Jonathan Demme

I can’t say much about Jonathan Demme that hasn’t already been said better by A.V. Club, among others, but his vision certainly touched me.

Celebrity deaths come so often these days, it gives me an eerie feeling. Not about death, about the mass production of artistic soulfulness itself. Aside from the outliers like Prince and Michael Jackson, who died way too young, many of the deaths are within the statistical range of when it typically comes. Some combination of the Baby Boom, TV syndication, the explosion of vinyl records in the 1970s, and maybe, actually, a great generation of artists that had its day – and what a time it was – is coming together again at harvest time, and Leonard Cohen, David Bowie, Mary Tyler Moore, Don Rickles, Carrie Fisher, and Chuck Berry and the entertainment giants of our childhoods are dying and going to keep dying till there are fewer and fewer of them, and one day we’ll get a Tweet, or however we’re saying “hey check this out” at that time, that says, “Remember Charlie, from ‘Charlie bit my finger‘ in the early days of YouTube? Well, he’s dead too.”**

I’ve never watched Silence of the Lambs! I don’t like sociopath movies, and never have: If thrillers are defined by the kind of evil inside the villain, then the sociopathic killer, to me, is just too plain a copout. Philadelphia seemed a little heavy-handed at the time, but we have to remember what a breakthrough that was, and I’m glad Demme’s getting lots of credit for that.
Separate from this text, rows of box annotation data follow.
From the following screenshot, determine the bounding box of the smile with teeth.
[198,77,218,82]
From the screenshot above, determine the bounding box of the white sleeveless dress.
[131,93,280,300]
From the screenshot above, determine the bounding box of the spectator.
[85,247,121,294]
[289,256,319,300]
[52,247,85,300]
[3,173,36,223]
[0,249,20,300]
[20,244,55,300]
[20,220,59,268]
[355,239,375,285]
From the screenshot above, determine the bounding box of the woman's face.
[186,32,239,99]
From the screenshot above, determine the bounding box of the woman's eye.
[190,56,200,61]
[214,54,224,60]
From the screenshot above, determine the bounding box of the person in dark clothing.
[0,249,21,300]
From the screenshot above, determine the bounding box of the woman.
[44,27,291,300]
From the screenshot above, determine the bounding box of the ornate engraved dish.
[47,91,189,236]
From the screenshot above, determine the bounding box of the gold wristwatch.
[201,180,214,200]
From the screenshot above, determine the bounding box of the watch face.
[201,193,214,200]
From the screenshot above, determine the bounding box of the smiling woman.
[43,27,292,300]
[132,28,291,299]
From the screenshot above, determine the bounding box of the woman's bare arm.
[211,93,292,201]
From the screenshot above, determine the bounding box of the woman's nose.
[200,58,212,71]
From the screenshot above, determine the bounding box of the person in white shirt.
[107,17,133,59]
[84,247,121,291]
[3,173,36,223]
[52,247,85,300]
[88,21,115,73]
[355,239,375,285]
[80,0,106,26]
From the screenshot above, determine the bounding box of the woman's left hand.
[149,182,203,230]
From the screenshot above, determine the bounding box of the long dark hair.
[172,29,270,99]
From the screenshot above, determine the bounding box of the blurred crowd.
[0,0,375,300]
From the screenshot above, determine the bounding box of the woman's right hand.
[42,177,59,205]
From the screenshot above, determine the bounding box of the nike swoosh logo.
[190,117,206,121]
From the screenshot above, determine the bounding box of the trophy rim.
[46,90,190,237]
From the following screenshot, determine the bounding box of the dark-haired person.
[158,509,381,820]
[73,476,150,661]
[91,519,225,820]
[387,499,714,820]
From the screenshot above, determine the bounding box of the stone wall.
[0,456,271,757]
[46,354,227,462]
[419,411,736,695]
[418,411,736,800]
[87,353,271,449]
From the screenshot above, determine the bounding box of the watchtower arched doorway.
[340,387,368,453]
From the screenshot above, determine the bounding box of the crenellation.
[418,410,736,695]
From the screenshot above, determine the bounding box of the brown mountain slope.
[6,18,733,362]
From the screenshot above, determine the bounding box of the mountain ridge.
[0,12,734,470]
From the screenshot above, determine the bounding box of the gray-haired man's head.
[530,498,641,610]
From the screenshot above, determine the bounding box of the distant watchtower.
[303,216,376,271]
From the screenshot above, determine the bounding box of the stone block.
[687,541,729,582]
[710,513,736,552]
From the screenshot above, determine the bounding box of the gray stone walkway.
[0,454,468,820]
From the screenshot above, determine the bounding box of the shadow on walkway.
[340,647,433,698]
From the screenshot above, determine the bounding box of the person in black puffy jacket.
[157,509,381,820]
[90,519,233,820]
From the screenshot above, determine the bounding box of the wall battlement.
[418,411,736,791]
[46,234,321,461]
But I will always love him for Stop Making Sense. As a teenager I saw it at the State Theatre in Ithaca, NY, and joined dozens of Cornell students dancing in the aisles. I didn’t understand it, but the title put me right at ease: don’t try making sense of it! You could tell, however, that something about the period was being defined on that screen

**I feel like I have license to be so callous about death while eulogizing an earnest guy like Demme, because his pal Robyn Hitchcock handles it much more so in Demme’s film Storefront Hitchcock, which I’ve written about in the past.

Rest in Peace. We’re lucky you were so productive while you were alive, and your films are going to be around a long, long time.